# Thread: pulling out constants with the lebesgue integral

1. ## pulling out constants with the lebesgue integral

Let f be a positive, measurable function. Let c be a constant. let E be a measurable set.

I know that the integral of cf over E equals c times the integral of f over E when c is greater than or equal to 0 and less than infinity. I need to prove that this works even when c= infinity. I am a little confused because isn't infinity times a positive value infinity? I suppose 0 times infinity is 0. Does it suffice to just look at these two cases?

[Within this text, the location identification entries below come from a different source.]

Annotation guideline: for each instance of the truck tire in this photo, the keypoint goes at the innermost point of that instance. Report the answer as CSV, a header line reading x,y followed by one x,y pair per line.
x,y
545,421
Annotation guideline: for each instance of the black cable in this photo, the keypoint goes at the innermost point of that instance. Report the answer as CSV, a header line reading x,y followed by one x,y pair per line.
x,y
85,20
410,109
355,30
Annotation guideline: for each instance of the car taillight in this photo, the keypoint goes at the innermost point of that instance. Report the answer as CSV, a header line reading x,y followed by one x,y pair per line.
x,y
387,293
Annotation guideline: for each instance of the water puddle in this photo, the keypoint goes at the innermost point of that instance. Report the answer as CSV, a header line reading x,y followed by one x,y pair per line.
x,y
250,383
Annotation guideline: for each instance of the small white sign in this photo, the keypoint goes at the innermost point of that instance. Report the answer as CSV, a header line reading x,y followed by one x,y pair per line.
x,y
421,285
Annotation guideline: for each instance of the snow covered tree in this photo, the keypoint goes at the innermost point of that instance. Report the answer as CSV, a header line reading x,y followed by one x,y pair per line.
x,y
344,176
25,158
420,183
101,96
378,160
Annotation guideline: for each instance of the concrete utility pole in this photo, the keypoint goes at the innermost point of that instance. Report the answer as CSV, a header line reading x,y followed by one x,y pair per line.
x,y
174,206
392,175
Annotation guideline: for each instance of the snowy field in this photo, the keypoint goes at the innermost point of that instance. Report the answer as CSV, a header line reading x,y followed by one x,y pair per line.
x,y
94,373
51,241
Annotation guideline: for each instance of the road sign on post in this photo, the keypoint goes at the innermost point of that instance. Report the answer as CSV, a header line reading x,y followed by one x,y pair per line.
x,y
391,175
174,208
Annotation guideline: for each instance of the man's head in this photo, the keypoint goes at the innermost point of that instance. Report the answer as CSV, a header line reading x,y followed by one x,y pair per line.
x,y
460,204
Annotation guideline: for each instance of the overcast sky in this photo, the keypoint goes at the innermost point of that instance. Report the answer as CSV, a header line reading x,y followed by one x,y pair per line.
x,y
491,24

2. Infinity is not even a number. I can't imagine why you would want to multiply a function by infinity (nor how you would do it!).

3. Originally Posted by HallsofIvy
Infinity is not even a number. I can't imagine why you would want to multiply a function by infinity (nor how you would do it!).
I am also sort of skeptical but it is an exercise in Rudin's Real and Complex Analysis text.

In the extended reals we define infinity, call it q, like this:

let a be in [0,q]

then

a+q=q+a=q for all real numbers a
aq=qa= q if a is nonzero and 0 if a is zero.

This way we preserve commutative/associative and distributive properties.

We have to be careful with the cancellation laws: we can't subtract or divide by q.

4. Nice book Rudin's!
You must distinguish 2 cases.

1. If $\displaystyle f$ is diferent form 0 in a subset F of E of positive measure, then it follows that $\displaystyle \int_E f\neq 0$ because $\displaystyle \mu\{x\in E:f(x)>1/n\}>0$ for some $\displaystyle n$. Hence $\displaystyle \infty f=\infty$ in F and hence $\displaystyle \int_E\infty f\geq \int_F\infty f=\infty\mu (F)=\infty=\infty\int_E f.$. Thus the inequality becomes an equality.

1 If $\displaystyle f$ equals 0 almost everyhere in $\displaystyle E$, then we can take $\displaystyle F$ with $\displaystyle \mu(E\setminus F)=0$ and $\displaystyle f=0$ on $\displaystyle F$. Therefore $\displaystyle \int_E \infty f=\int_F \infty f=\int_F 0=0=\infty 0=\infty\int_F f=\infty\int_E f$.